Movimento estudantil e as ocupações
Guilherme Irish (irlandês), era o nome que o estudante usava nas redes sociais. Em várias de suas postagens ele mencionava o movimento estudantil e a luta que participava, sejam nos atos, manifestações e mais recentemente nas ocupações nas escolas e universidades. 

O movimento estudantil criou grande impacto na luta social ao ocupar nos últimos meses mais de mil escolas, cerca de 200 universidades e institutos de educação no país contra o retrocesso marcado pelas medidas de austeridades do governo de Michel Temer que propõe reformas como a PEC 55 (em tramitação no Senado) que reduz drasticamente o financiamento público para a Educação e Saúde pelos próximos 20 anos.

Para as entidades estudantis, a ocupação é a forma encontrada de lutar pelos investimentos na educação pública brasileira.

Muitos professores, técnicos administrativos e pais de alunos apoiam a luta dos estudantes nestas ocupações, em muitas universidades o calendário escolar deste ano está marcado por greves e paralisações na jornada de luta dos estudantes e trabalhadores do ensino contra o retrocesso na Educação. Uma das apoiadoras deste movimento é a professora e Conselheira Estadual da Educação de Goiás, Ailma Maria de Oliveira, que também conhecia o jovem assassinado. 

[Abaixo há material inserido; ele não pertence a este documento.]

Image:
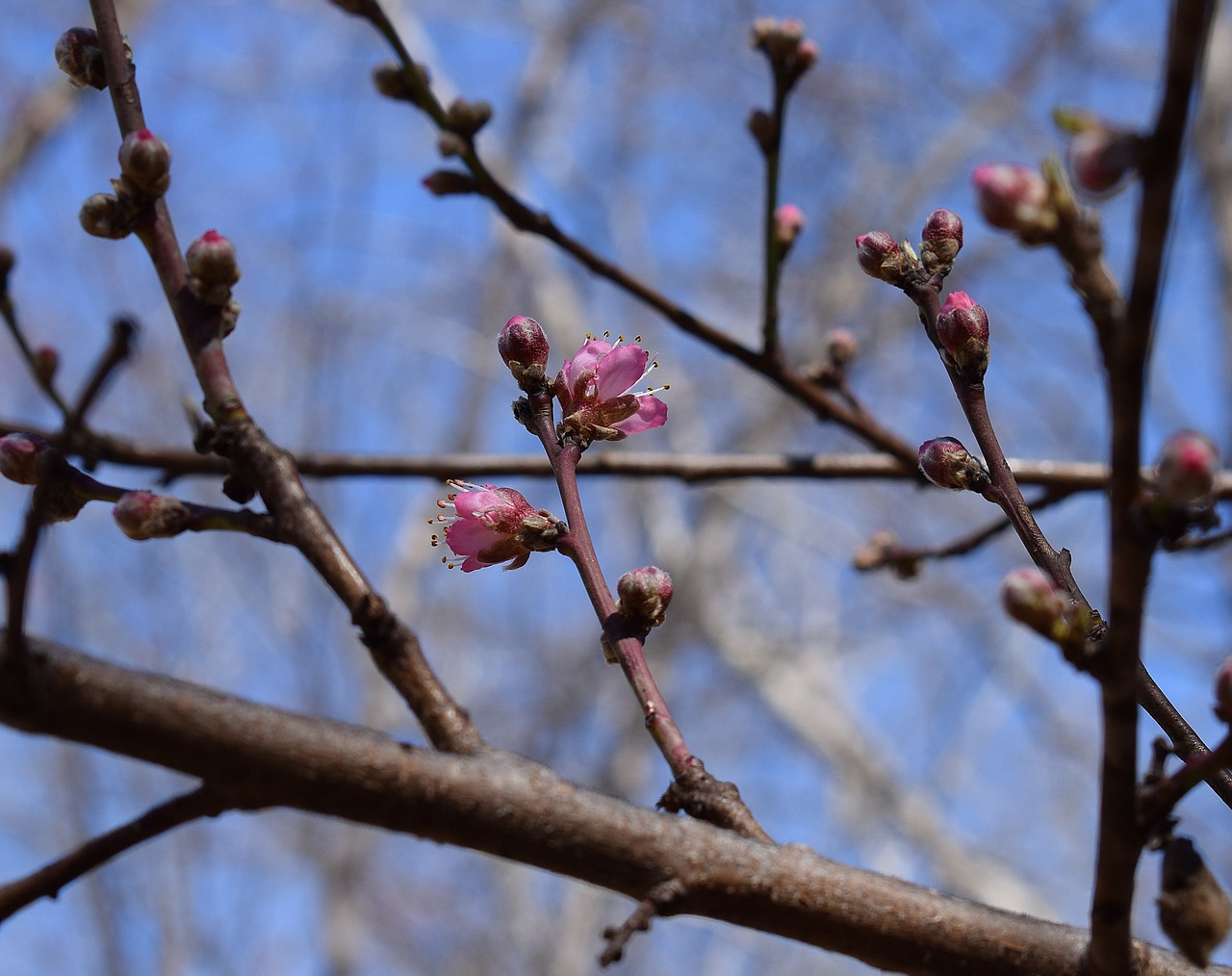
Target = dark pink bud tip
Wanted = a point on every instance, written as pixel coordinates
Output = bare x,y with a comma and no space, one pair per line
949,465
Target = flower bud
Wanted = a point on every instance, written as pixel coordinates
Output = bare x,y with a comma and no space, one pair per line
962,332
947,465
645,596
1223,691
79,56
881,258
1194,911
104,215
1030,598
143,515
466,118
46,363
449,183
145,163
1187,467
212,269
941,240
1015,197
22,457
788,222
840,347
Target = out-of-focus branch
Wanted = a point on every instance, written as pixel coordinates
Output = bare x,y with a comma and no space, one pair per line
504,805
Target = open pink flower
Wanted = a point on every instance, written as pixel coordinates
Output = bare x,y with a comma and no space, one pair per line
594,390
496,526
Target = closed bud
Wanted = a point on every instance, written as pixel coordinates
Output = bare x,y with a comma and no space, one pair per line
645,596
79,56
143,515
104,215
962,332
883,258
449,183
1194,910
941,240
1030,598
1187,467
145,163
788,222
466,118
46,363
22,457
949,465
1015,197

Sentida com a crueldade do caso, Ailma Maria que também é sindicalista, presidenta estadual da Central dos Trabalhadores e Trabalhadoras do Brasil (CTB) disse que viu o garoto em diversos atos em defesa da educação. 

Para ela, as ocupações “fazem a luta da resistência contra o golpe, contra o fascismo, contra o autoritarismo, contra os que se apropriam da liberdade da juventude de lutar, de resistir, de sonhar e, de reinventar um outro modelo de sociedade”.

“O pai do Guilherme deveria ter ido as ocupações. Deveria conhecer os amigos, as intenções, deveria ter vivido e, deveria principalmente tê-lo deixado viver”, disse, chocada com a violência.

Preconceito, intolerância e violência
Essa tragédia familiar conjectura sob um cenário de intolerância e ódio extremos, numa sociedade cada dia mais doente, que não consegue aceitar e conviver com as diferenças. Infelizmente, o jovem rapaz morto não foi o único que teve sua vida covardemente ceifada no meio desse quadro de intolerâncias. 

Várias pessoas são vítimas de preconceito, ódio e intolerância no Brasil e no mundo. E estes traços estão diretamente ligados à uma cultura da não aceitação do outro. Contidas em mensagens racistas, homofóbicas, machistas, misóginas e que ocasionam em inúmeras vítimas.

O respeito às escolhas de cada um de nós sobre seu modo de vida, sua religião ou posição política, seja sua opção sexual e até mesmo o time de futebol de coração é determinante para tirar da sociedade essa “tradição” intolerante. 

A diversidade deve ser respeitada, devemos considerar a opinião de cada cidadão. A cultura da paz deve ser cultivada por toda a sociedade, ela deve estar inserida na vida escolar, na família, na igreja, no trabalho, nas ruas. Esse quadro de intolerância deve ser quebrado com o debate, com a abertura, com o entendimento que só o respeito ao outro nos trará a paz. O respeito, sobretudo, pela vida humana, poderá salvar a vida dos nossos filhos e não tirá-las.